Reputation: 837
I am extracting features out of a text corpus, and I am using a td-fidf vectorizer and truncated singular value decomposition from scikit-learn in order to achieve that. However, since the algorithm I want to try out requires dense matrices and the vectorizer returns sparse matrices I need to convert those matrices to dense arrays. But, whenever I try to convert those arrays I get an error telling me that my numpy array object has no atribute "toarray". What am I doing wrong?
The function:
def feature_extraction(train,train_test,test_set):
vectorizer = TfidfVectorizer(min_df = 3,strip_accents = "unicode",analyzer = "word",token_pattern = r'\w{1,}',ngram_range = (1,2))
print("fitting Vectorizer")
vectorizer.fit(train)
print("transforming text")
train = vectorizer.transform(train)
train_test = vectorizer.transform(train_test)
test_set = vectorizer.transform(test_set)
print("Dimensionality reduction")
svd = TruncatedSVD(n_components = 100)
svd.fit(train)
train = svd.transform(train)
train_test = svd.transform(train_test)
test_set = svd.transform(test_set)
print("convert to dense array")
train = train.toarray()
test_set = test_set.toarray()
train_test = train_test.toarray()
print(train.shape)
return train,train_test,test_set
traceback:
Traceback (most recent call last):
File "C:\Users\Anonymous\workspace\final_submission\src\linearSVM.py", line 24, in <module>
x_train,x_test,test_set = feature_extraction(x_train,x_test,test_set)
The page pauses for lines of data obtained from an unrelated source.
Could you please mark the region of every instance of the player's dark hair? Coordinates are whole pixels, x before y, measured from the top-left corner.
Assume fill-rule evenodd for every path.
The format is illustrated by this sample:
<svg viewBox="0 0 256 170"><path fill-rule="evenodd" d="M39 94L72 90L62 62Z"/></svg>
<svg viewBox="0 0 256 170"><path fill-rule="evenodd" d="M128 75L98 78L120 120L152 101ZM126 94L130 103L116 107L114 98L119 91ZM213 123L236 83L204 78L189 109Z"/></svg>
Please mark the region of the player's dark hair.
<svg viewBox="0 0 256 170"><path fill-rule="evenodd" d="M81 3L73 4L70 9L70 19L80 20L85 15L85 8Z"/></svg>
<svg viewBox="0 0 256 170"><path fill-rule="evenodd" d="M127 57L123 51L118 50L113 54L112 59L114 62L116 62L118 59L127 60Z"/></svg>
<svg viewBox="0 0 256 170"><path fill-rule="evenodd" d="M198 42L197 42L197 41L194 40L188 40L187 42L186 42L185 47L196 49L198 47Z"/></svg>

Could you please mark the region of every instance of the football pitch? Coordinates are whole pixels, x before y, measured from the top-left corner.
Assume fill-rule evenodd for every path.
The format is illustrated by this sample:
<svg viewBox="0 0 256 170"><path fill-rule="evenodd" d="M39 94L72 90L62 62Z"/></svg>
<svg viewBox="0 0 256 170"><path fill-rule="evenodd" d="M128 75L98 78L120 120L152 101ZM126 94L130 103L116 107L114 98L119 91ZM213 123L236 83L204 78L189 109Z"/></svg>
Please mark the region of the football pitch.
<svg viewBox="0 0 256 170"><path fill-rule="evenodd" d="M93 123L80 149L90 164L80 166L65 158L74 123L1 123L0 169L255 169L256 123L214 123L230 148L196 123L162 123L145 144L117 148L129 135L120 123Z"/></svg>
File "C:\Users\Anonymous\workspace\final_submission\src\Preprocessing.py", line 57, in feature_extraction
train = train.toarray()
AttributeError: 'numpy.ndarray' object has no attribute 'toarray'
Update: Willy pointed out that my assumption of the matrix being sparse might be wrong. So I tried feeding my data to my algorithm with dimensionality reduction and it actually worked without any conversion, however when I excluded dimensionality reduction, which gave me around 53k features I get the following error:
Traceback (most recent call last):
File "C:\Users\Anonymous\workspace\final_submission\src\linearSVM.py", line 28, in <module>
result = bayesian_ridge(x_train,x_test,y_train,y_test,test_set)
File "C:\Users\Anonymous\workspace\final_submission\src\Algorithms.py", line 84, in bayesian_ridge
algo = algo.fit(x_train,y_train[:,i])
File "C:\Python27\lib\site-packages\sklearn\linear_model\bayes.py", line 136, in fit
dtype=np.float)
File "C:\Python27\lib\site-packages\sklearn\utils\validation.py", line 220, in check_arrays
raise TypeError('A sparse matrix was passed, but dense '
TypeError: A sparse matrix was passed, but dense data is required. Use X.toarray() to convert to a dense numpy array.
Can someone explain this?
Update2
As requested, I'll give all the code involved. Since it is scattered over different files I'll just post it in steps. For clarity I'll leave all the module imports out.
This is how I preprocess my code:
def regexp(data):
for row in range(len(data)):
data[row] = re.sub(r'[\W_]+'," ",data[row])
return data
def clean_the_text(data):
alist = []
data = nltk.word_tokenize(data)
for j in data:
j = j.lower()
alist.append(j.rstrip('\n'))
alist = " ".join(alist)
return alist
def loop_data(data):
for i in range(len(data)):
data[i] = clean_the_text(data[i])
return data
if __name__ == "__main__":
print("loading train")
train_text = porter_stemmer(loop_data(regexp(list(np.array(p.read_csv(os.path.join(dir,"train.csv")))[:,1]))))
print("loading test_set")
test_set = porter_stemmer(loop_data(regexp(list(np.array(p.read_csv(os.path.join(dir,"test.csv")))[:,1]))))
After splitting my train_set into a x_train and a x_test for cross_validation I transform my data using the feature_extraction function above.
x_train,x_test,test_set = feature_extraction(x_train,x_test,test_set)
Finally I feed them into my algorithm
def bayesian_ridge(x_train,x_test,y_train,y_test,test_set):
algo = linear_model.BayesianRidge()
algo = algo.fit(x_train,y_train)
pred = algo.predict(x_test)
error = pred - y_test
result.append(algo.predict(test_set))
print("Bayes_error: ",cross_val(error))
return result
Upvotes: 5
Views: 41131
Reputation: 363487
TruncatedSVD.transform
returns an array, not a sparse matrix. In fact, in the present version of scikit-learn, only the vectorizers return sparse matrices.
Upvotes: 2